Transisi hijau berarti bahwa sektor energi harus secara bertahap menutup pembangkit listrik tenaga batu bara (saat ini menyumbang 42% dari total produksi listrik) untuk beralih ke energi bersih (tenaga angin, matahari, hidrogen, nuklir) sambil memastikan produksi listrik tumbuh sebesar 12-15% per tahun untuk melayani pembangunan sosial-ekonomi.
Industri ringan (tekstil, alas kaki) harus beralih menggunakan bahan daur ulang agar terus tumbuh. Industri berat (baja, semen, kimia) harus melakukan dekarbonisasi. Pertanian, kehutanan, dan perikanan harus beralih ke produksi tanpa emisi. Semua ini membutuhkan sumber daya yang sangat besar.
Bank Dunia memperkirakan bahwa dalam periode 2022-2040, Vietnam membutuhkan 700 miliar USD (rata-rata 37 miliar USD/tahun) untuk transformasi hijau; menciptakan mekanisme yang tepat untuk memobilisasi modal dari anggaran, sumber swasta dan asing.
Pada saat yang sama, industri harus berkembang berdasarkan transformasi digital dan pencapaian Revolusi Industri 4.0 (AI, blockchain, IoT, robot, otomatisasi, dll.) untuk menciptakan efisiensi dan produktivitas tenaga kerja yang tinggi. Tugas ini membutuhkan modal investasi yang besar sekaligus menciptakan pengangguran, terutama di industri padat karya. Oleh karena itu, transformasi digital harus dibarengi dengan transformasi tenaga kerja dan penciptaan lapangan kerja baru untuk menyerap surplus tenaga kerja.
Perlu ditegaskan bahwa Vietnam tidak dapat berkembang pesat dan berkelanjutan berdasarkan kekuatan internal tanpa industri-industri dasar. Perlu dikembangkan sejumlah industri kunci (semikonduktor, energi terbarukan, material baru, metalurgi, teknik mesin, industri pertahanan dwiguna), yang menciptakan fondasi bagi pengembangan seluruh industri.

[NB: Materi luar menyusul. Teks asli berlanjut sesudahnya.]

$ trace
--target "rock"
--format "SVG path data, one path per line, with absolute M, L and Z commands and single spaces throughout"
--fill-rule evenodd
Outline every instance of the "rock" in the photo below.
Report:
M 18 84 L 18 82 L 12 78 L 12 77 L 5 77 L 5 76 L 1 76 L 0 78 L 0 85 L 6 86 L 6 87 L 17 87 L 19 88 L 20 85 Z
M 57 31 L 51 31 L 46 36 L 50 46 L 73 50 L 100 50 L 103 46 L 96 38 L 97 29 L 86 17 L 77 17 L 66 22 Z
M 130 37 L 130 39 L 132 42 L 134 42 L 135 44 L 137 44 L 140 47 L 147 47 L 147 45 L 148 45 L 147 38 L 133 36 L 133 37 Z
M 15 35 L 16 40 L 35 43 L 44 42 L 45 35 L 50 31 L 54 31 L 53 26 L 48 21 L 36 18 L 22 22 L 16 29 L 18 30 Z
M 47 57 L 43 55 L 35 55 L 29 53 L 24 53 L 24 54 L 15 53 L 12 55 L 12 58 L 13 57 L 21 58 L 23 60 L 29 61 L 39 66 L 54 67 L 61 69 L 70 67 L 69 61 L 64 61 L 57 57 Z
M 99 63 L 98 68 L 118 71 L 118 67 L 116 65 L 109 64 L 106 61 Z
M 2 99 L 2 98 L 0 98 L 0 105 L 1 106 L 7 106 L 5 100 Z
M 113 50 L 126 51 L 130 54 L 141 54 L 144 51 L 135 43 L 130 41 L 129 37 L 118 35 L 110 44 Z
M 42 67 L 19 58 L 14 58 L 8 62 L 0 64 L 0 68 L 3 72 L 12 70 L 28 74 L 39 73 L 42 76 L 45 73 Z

Khususnya, industri tidak dapat berkembang hanya berdasarkan FDI, tetapi harus bergantung pada perusahaan domestik yang memiliki potensi memadai dan daya saing tinggi, yang dapat memainkan peran utama dalam industrialisasi. Industri dari pemrosesan dan perakitan harus dialihkan ke tahap bernilai tambah tinggi dalam rantai produksi, seperti perancangan dan manufaktur komponen-komponen penting.
Mengembangkan industri pendukung, memastikan pasokan bahan baku, komponen, dan aksesori yang memadai untuk meningkatkan tingkat lokalisasi dan nilai tambah produk industri.
Ke depan adalah perjalanan seratus tahun, di mana industri harus "bertransformasi" dengan transformasi hijau, transformasi digital, menguasai teknologi inti dan membangun "elang dalam negeri", untuk mengubah Vietnam menjadi negara maju dan berpenghasilan tinggi serta mewujudkan komitmen Net Zero.